Con una superficie de más de 57 mil hectáreas, que representan el 44% del territorio del municipio de Torreón, la Reserva Ecológica Municipal Sierra y Cañón de Jimulco se destaca por su biodiversidad única y ecosistemas que contrastan con el resto del Desierto Chihuahuense. Este espacio natural es el hogar del último vestigio de bosque de pino y encino de toda la Comarca Lagunera.
Desde 2010, la Fundación Jimulco A.C. administra esta Área Natural Protegida (ANP), que alberga una rica variedad de especies y endemismos.

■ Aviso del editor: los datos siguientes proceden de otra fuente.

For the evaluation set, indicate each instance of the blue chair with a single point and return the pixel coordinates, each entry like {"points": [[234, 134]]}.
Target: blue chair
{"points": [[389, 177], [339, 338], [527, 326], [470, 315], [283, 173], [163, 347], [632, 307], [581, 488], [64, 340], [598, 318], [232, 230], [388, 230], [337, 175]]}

Entre sus características más notables se encuentra la montaña El Centinela, también conocida como “Picacho”, que con sus 3,120 metros sobre el nivel del mar, es considerada una «isla de cielo». Este enclave alberga un pequeño bosque semitemplado que comienza a los 2,400 metros sobre el nivel del mar, sirviendo como un pulmón natural para la región y un sistema vital de captación de agua y captura de carbono.
«El bosque templado que tenemos se ubica arriba de las montañas, en El Centinela y en otra columna de montañas llamada ‘Los Picachitos’, donde encontramos el bosque de pino-encino que se da en estas condiciones de temperatura y humedad», explicó Manuel Rodríguez Muñoz, director de Biodiversidad de la Dirección General de Medio Ambiente de Torreón.
Especies Endémicas y Protección Ambiental
Este bosque, que abarca más de 4,600 hectáreas, es hogar de árboles majestuosos como el pino piñonero (Pinus cembroides) y seis tipos de encinos (Quercus spp.), tres de los cuales son endémicos de Coahuila (Q. coahuilensis, Q. pringlei y Q. striatula). La fauna incluye especies como el venado cola blanca (Odocoileus virginianus), el puma (Puma concolor) y el jabalí (Pecari tajacu). Además, la reserva cuenta con ecosistemas de matorral xerófilo, ecosistema ripario y matorral submontano.
El 27 de junio de 2003, el área fue oficialmente decretada como ANP para conservar y proteger los ecosistemas que sustentan a cerca de mil especies y sus procesos biológicos. Ana Rosa González, promotora ambiental comunitaria de Jimulco, destacó que antes de las acciones de conservación, era común ver a personas ajenas llevarse vegetación sin control o realizar caza furtiva. «Antes había mucho saqueo y caza. Ahora todo eso está prohibido y se ha dejado de hacer. Hemos logrado conservar este espacio durante 20 años», afirmó.
Educación y Futuro
Ana Rosa también participa en el proyecto de Educación Ambiental del Programa de Aprovechamiento Ecoturístico, Educación Ambiental y Equidad de Género. Este programa se enfoca en concientizar a niños y jóvenes sobre la importancia ecológica de la reserva a través de visitas escolares y talleres. «Creo que la conservación es nuestra permanencia en el futuro de la humanidad. Impartimos temas de ecosistemas y biodiversidad, manejo de basura, cuidado del agua, equidad de género como derecho humano, escuela y comunidad verde, y cambio climático. Le apostamos a la nueva generación porque es nuestro futuro», concluyó.
La Sierra y Cañón de Jimulco no solo representa un tesoro natural invaluable para Torreón y la Comarca Lagunera, sino también un ejemplo de cómo la conservación y la educación ambiental pueden asegurar la preservación de los ecosistemas para las futuras generaciones.